Secara umum, dari catatan Jatam Kaltim, terdapat 12 kasus tumpang tindih penggunaan perjanjian pemakaian lahan bersama (PPLB) di kawasan tersebut. Jatam mensinyalir, cara itu dijadikan sebagai modus korupsi di tubuh PT Pertamina EP 5 Sangasanga.
“Harusnya itu diketahui oleh Menteri Keuangan. Karena itu aset Menteri Keuangan. Ini diduga melibatkan oknum-oknum top di tubuh PT Pertamina EP 5 Sangasanga,” ungkap Rupang.
Menariknya juga, Rupang menyebut, terdapat 30 izin usaha pertambangan (IUP) di Kecamatan Sangasanga. Dari data itu, 60 persen mengokupasi lahan di Kecamatan Sangasanga. Artinya, menurut dia, mayoritas IUP di situ tumpang tindih dengan kawasan milik Pertamina.
“Ini menjadi bisnis oleh oknum-oknum tertentu yang menjadi sindikat di balik mafia pertambangan,” sebutnya.
Kata dia, dari lahan yang digarap PT ABN selama ini, sekitar 80 persen mengokupasi di wilayah Sangasanga. Dari 2.900 hektare izin milik PT ABN, 80 persen masuk irisan Kecamatan Sangasanga.
“Siapa di balik PT ABN, mayoritas dari pemegang saham perusahaan ini adalah PT Toba Bara Sejahtera. Siapa owner dari PT Toba Bara Sejahtera adalah Luhut Binsar Panjaitan, Menko Kemaritiman,” beber Rupang.

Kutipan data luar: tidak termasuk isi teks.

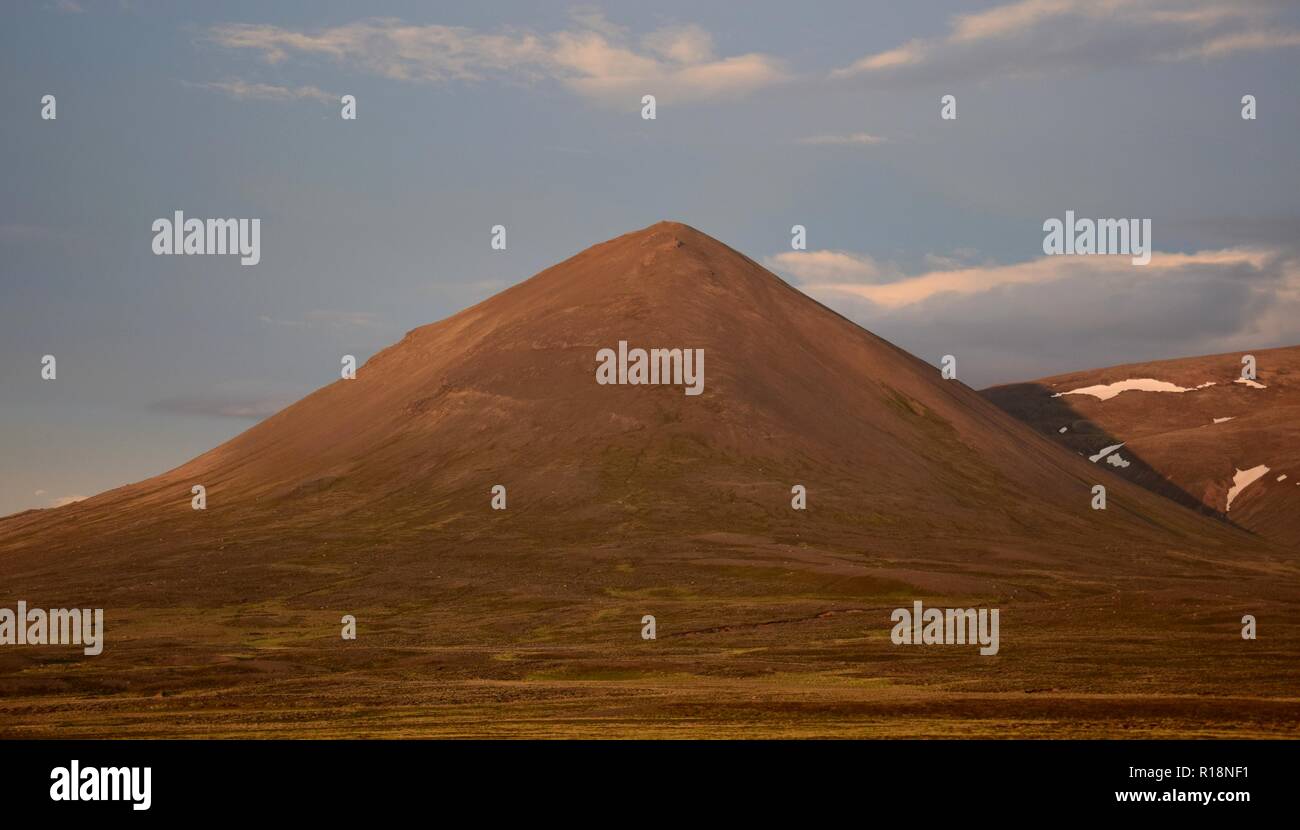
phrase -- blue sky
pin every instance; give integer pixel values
(528, 115)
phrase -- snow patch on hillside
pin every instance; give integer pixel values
(1104, 452)
(1243, 479)
(1104, 392)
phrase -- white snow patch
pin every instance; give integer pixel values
(1104, 392)
(1104, 452)
(1243, 479)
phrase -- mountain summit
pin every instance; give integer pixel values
(371, 502)
(506, 393)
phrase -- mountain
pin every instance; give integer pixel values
(372, 497)
(1192, 428)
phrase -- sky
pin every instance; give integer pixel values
(827, 115)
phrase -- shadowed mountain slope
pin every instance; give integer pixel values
(1192, 445)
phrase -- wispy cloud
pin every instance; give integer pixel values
(328, 319)
(1053, 314)
(863, 277)
(245, 90)
(1031, 37)
(594, 57)
(852, 138)
(217, 406)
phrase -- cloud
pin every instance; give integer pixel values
(1031, 37)
(328, 319)
(852, 138)
(1056, 314)
(827, 267)
(217, 406)
(593, 57)
(245, 90)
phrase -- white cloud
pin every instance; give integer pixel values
(219, 406)
(828, 267)
(852, 138)
(827, 272)
(1045, 35)
(1054, 314)
(324, 318)
(245, 90)
(594, 57)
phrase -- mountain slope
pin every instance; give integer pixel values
(1218, 439)
(506, 393)
(371, 498)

Jatam sedikit pesimistis jika pemerintah daerah bisa tegas dan lugas menyelesaikan silang sengkarut masalah tambang di Kaltim. Sebab, masalah tersebut sudah masuk ranah dan kebijakan pemerintah pusat, dalam hal ini Presiden Joko Widodo untuk menertibkan para pejabatnya agar tidak berdagang tambang di Kaltim.
Bahkan sebelum konflik di Jalan Kawasan, Kelurahan Jawa, pada 2012 lalu diketahui sudah ada konflik yang dilakukan PT Toba Bara Grup, baik yang dilakukan PT PKW terhadap 1.900 hektare lahan petani yang meliputi di tiga kecamatan, Muara Jawa, Sangasanga dan Loa Janan.
“Laporan sudah di gubernur (Awang Faroek Ishak, Red.), dan sekarang malah di PHP (pemberi harapan palsu) dan diwariskan ke gubernur yang baru. Itu catatan kritis kami, tentang bagaimana ada oligarki perusahaan tersebut,” tuturnya.
Atas sederet permasalahan itu, Jatam meminta, agar Pemerintah Provinsi (Pemprov) Kaltim melakukan evaluasi menyeluruh, mengaudit tambang tersebut dan memberikan punishment keras. Karena perusahaan tersebut telah melakukan pelanggaran dan mengakibatkan adanya kerugian masyarakat. (drh)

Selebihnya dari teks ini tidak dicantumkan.